Tuesday, March 1, 2011



Do not listen to anybody who says the contrary, the world was once an achingly simpler place. I recall, with the clarity of a vision, when every action I took seemed to be invested with honey rich meaning.

Today, when every human step seems decidedly ad-hoc, it is a leap of imagination to fancy a world drenched in signification. But it was so. I know I existed in a web of meaning. I understood my little corner of Fifth Avenue and 123rd Street as if nature’s god had bequeath to me, instead of eyes, some piece of scientific equipment which placed the world in hyper focus.

I could view the cracks in bricks of the sidewalk as if they were canyons. I could see the individual granules of city dust peppered on maple leaves. And if things grew dim over time it was less my doing, and more the swirl of the outside world, with its creeping gray tones and its looming smothering sands, invading a space that was once a private, settled, and cozy nook where meaning was not exhaustively searched for, but simply grasped and pocketed like a prized marble.
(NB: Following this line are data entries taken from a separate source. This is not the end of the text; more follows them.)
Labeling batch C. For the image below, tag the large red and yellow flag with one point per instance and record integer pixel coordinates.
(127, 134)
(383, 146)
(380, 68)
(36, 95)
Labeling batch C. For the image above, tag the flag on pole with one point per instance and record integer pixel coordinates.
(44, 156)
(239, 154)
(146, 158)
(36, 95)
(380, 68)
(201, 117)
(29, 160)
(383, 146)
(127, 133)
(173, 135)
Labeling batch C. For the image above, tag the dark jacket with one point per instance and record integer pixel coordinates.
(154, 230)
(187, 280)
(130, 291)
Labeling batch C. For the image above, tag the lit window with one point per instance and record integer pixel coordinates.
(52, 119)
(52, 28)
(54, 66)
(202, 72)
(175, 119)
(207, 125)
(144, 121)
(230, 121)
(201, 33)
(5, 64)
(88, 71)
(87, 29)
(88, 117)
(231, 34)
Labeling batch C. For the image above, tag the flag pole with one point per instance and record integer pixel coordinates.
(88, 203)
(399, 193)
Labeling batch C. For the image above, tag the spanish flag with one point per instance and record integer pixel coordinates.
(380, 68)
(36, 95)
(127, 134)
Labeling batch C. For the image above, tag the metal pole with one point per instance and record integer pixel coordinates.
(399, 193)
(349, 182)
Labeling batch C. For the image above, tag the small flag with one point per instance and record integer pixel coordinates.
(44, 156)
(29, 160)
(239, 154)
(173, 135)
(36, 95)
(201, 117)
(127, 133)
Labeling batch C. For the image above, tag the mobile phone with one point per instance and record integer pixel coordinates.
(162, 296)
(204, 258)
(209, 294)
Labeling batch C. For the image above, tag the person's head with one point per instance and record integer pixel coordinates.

If you believe that all of this is not possible perhaps it is because it is like all difficult conceptual problems, the real devil is not in the details but in the arrangement of the details. The real problem is not how Chance throws down our cards, but how we take them and arrange them to suit our designs. For what good is a world if it is not fit for us to live in? Why would anyone live among a heap of broken objects? Transformation rules the day.

I clearly recall, with a gauzy haze similar to the ring of smoke used at the margins of cinema cameras when depicting the nostalgic past, being taken by my Uncle to the piers on the East River several blocks from our house. Uncle Albert Vandemark, one of the Hudson River Valley Vandemarks, looked upon our city habits with disdain. He felt, and it may very well be true, that city life led to degeneracy and effeminacy in men. He believed it was his duty to stave the flow of passivity that was rendering the Vandemark limbs useless, dull, atrophied.

So Uncle and Nephew would proudly tramp down to the docks, towels in hand, to where the East River forms a small nick in the island of Manhattan, and where, according to local legend, a shanty of freed Slaves once had settled north of muddy Old New Amsterdam.

Once there, Uncle Albert would disrobe to his bright bumble bee yellow and black swimming trunks. They fit his massive bulk snugly; his rounded loins protruded from his crotch. The bumblebee black rings that circled his arms and waist gave him the appearance of a man that was about to burst from his seams. I slinked out of my youthful shorts and shirt and stood passively watching my gargantuan Uncle.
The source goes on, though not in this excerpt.